Under Iowa law, an entity that seeks to operate a CRU must disclose certain information to the EFTA administrator, receive written approval from the administrator and include public representation on any board setting policy for the CRU. U.S. Bank had provided Farmers State Bank with EFTA services for On-Us transactions since 2006. However, because U.S. Bank was not an approved CRU, it could not process Not-Us transactions. Instead, U.S. Bank had to enlist the only state-approved CRU – SHAZAM – to process the transactions and pay it a fee.

In 2007, U.S. Bank sought clarification from the Iowa Superintendent of Banking about whether state-chartered banks, like Farmers State Bank, had to comply with the provisions of the EFTA when the entity providing services to it was a national bank. The administrator conceded that it had no power to regulate U.S. Bank directly, but contended it could require state-chartered banks to comply with the Iowa EFTA law. U.S. Bank made all the traditional National Bank Act (“NBA”) preemption arguments to the Court. It asserted that conflict preemption barred enforcement of the Iowa statute because the state law prevented or significantly interfered with the exercise of a National Bank power.

All the parties agreed that U.S. Bank’s provision of EFTA services fell within the scope of activities permissible for a National Bank. However, the State disputed whether the general OCC regulations authorizing U.S. Bank to engage in EFTA activities where sufficient to preempt the Iowa law because “nothing in the OCC regulations . . . addresses the method national banks must use in performing EFT services for customers.” Relying on the OCC’s broad preemption rules, the Court found that the NBA authorized national banks to “exercise ... all ... incidental powers ... necessary to carry on the business of banking.” Pursuant to OCC regulation, this included the development, operation, management and marketing of products and processing services for transactions conducting electronic terminal devices. 12 C.F.R. § 7.5007(d). The Court noted the Controller’s interpretation in the National Bank Act is entitled to great weight. In a footnote, it specifically said that Dodd-Frank did not materially change the standard of preemption the Court should apply.

Even though the Iowa EFTA did not expressly prohibit U.S. Bank’s ability to provide CRU services, the regulation prevented or significantly impaired its ability to exercise its federally-granted power, whether or not the regulation was enforced directly against U.S. Bank. In order for U.S. Bank to become an approved CRU, it had to appoint at least four members of board that sets policy to represent the interest of consumers and agricultural business. This was found to be in direct conflict with the NBA, which permitted shareholders to elect directors and required each director to work in the bank’s interest and not in anyone else’s. The Court said U.S. Bank did not have to comply with the Iowa law because it stands as an obstacle to the bank’s ability to provide CRU services, and because the certification provisions of the Iowa EFTA are in direct conflict with federal law. Accordingly, the Court found the Iowa statute to be preempted and issued a permanent injunction against its enforcement against U.S. Bank or any entity to which U.S. Bank provides correspondent data processing or electronic services.

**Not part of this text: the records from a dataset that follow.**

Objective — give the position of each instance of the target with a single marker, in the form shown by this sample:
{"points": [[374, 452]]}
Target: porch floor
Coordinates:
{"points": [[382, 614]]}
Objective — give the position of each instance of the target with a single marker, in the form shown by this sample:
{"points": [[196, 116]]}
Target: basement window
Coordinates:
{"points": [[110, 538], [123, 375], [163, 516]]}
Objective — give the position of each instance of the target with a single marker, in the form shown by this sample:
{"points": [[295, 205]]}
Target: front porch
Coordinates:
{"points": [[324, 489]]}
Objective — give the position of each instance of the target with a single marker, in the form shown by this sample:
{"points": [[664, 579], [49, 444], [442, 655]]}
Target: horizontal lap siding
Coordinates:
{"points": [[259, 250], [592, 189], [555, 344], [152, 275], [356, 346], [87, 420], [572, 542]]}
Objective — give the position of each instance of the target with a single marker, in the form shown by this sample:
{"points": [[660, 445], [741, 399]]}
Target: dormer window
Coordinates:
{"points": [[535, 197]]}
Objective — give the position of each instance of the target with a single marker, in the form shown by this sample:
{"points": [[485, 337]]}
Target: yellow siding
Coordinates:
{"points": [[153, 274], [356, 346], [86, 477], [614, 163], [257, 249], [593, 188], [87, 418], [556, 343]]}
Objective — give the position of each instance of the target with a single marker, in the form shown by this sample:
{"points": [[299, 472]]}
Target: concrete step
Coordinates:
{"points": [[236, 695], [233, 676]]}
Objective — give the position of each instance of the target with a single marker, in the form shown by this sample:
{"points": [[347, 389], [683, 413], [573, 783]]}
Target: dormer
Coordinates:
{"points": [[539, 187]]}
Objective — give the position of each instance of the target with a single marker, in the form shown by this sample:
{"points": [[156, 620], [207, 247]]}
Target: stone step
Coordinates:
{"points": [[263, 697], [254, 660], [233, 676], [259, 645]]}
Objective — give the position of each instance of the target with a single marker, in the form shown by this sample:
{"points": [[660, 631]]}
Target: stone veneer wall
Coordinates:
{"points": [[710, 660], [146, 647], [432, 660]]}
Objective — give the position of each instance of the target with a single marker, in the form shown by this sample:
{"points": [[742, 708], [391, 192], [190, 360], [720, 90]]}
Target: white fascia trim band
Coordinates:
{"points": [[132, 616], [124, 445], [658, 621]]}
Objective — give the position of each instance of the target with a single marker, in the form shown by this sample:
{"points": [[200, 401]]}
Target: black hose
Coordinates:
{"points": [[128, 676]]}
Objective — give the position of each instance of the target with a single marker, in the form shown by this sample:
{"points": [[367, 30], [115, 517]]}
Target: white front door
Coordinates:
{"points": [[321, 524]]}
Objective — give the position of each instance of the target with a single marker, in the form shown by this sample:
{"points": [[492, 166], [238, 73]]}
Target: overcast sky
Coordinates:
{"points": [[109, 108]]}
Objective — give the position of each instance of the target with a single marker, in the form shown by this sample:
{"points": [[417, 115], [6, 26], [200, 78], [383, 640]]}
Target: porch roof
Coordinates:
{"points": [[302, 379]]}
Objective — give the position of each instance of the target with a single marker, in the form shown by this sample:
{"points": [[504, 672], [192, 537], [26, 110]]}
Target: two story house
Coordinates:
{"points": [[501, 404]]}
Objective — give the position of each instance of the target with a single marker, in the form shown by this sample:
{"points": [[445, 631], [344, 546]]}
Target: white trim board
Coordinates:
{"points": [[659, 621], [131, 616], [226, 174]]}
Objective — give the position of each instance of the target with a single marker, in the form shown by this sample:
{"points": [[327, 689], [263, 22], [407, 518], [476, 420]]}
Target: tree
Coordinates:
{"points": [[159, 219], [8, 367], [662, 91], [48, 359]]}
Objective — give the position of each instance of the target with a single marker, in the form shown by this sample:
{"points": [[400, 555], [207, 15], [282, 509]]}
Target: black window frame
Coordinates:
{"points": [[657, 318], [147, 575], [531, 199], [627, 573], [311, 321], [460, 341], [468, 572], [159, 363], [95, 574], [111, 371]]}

This case appears to be one of the first to address the application of the OCC preemption rules and standards post the applicability of Dodd-Frank. It is significant because it supports the OCC’s recent rule that its Preemption Rules remain valid post-Dodd-Frank. The Department of Treasury and consumer advocates had vigorously disputed OCC’s interpretation. The case also sets the tone for future courts due to its thoughtful analysis.